Fannie Lou Hamer: Land Justice for Black Farmers
Fannie Lou Hamer is a name you may recognize: this powerful civil rights icon and women’s rights leader from the 1960s-70s was central in fighting for black women’s rights in a revolutionary era.
Her voice was one of the most passionate, and impactful forces at the time- particularly for voting rights and economic opportunities for black communities. Here’s what most people don’t know about her work.
She was working behind the scenes to help black farmers. Why? For many reasons - empowering black communities, increasing access to food, and fighting for farming equality. But her personal mission began on a hot summer evening, when she was just 13 years old.
A white man, a total stranger, snuck onto her family’s farm in Mississippi and poured gallons of poison all over her parents’ crops. The destruction was so significant that their entire farming operation was taken out, and they were left with almost nothing. Fannie Lou Hamer couldn’t believe that a white man could make a move so simple - but her whole family’s livelihood would be ruined from the act.
From that point on, she was determined to “get back up again,” as she says in her autobiography, and to help other black farmers do the same.
In the 60’s, black farmers were routinely denied the necessary loans they’d need to run a farm - loans that white farmers had no problems getting. As a result, black farms often failed or had to move to other regions.

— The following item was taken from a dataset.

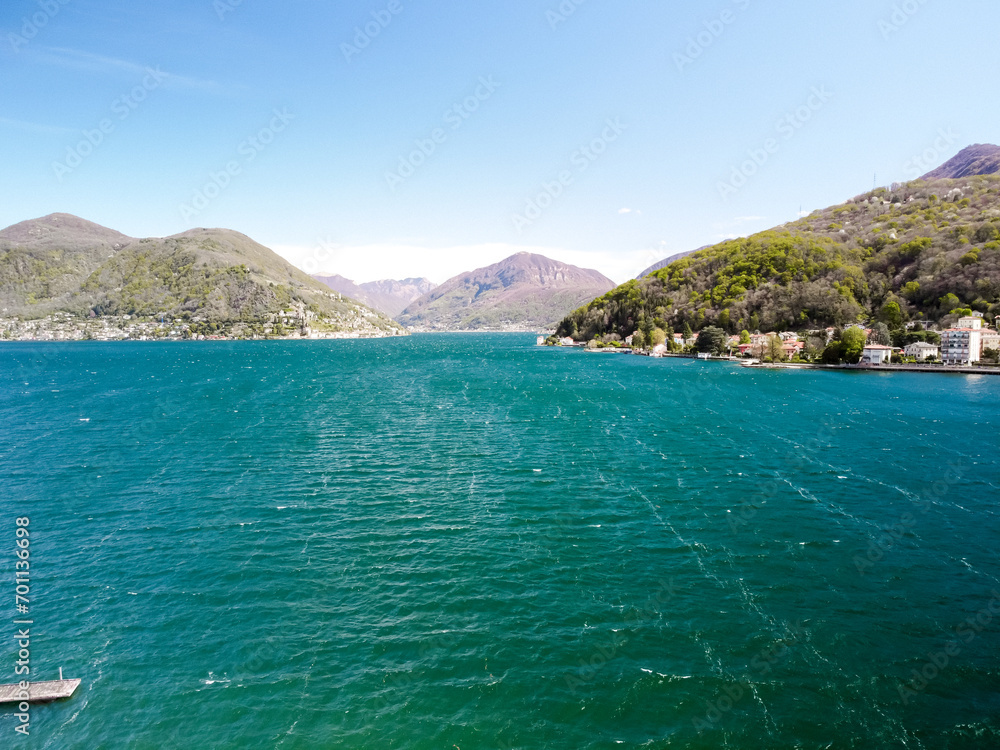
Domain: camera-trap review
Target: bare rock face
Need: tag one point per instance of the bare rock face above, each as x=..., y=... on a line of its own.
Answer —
x=978, y=159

One hundred years ago, 15% of farmers in America were black. That number is now closer to 2% - because of acts like racist loan discrimination that hardworking black farmers faced. Black farmers often had their farms sabotaged, whether it was financial or physical destruction, like Fannie Lou Hamer’s family experienced.
To combat this open and unabashed oppression of black farmers, Fannie Lou Hamer did something revolutionary: She established the Freedom Farm Cooperative, which made land accessible to black farmers so they could have a food source and employ marginalized communities in the South. The Freedom Farm Cooperative included the Pig Project, which gave pork to families who couldn’t afford other protein sources.
The Freedom Farm Cooperative eventually expanded to create community gardens, community kitchens, a job training center, and other income-providing resources for marginalized communities.
Fannie Lou Hamer was an activist that was truly for the people: She fought for women, for black communities, for jobs, for sources of income, and for food. She faced challenges in her mission - as a black woman, she encountered threats of violence, death threats, and more - but she persevered, nonetheless, to “get back up again.”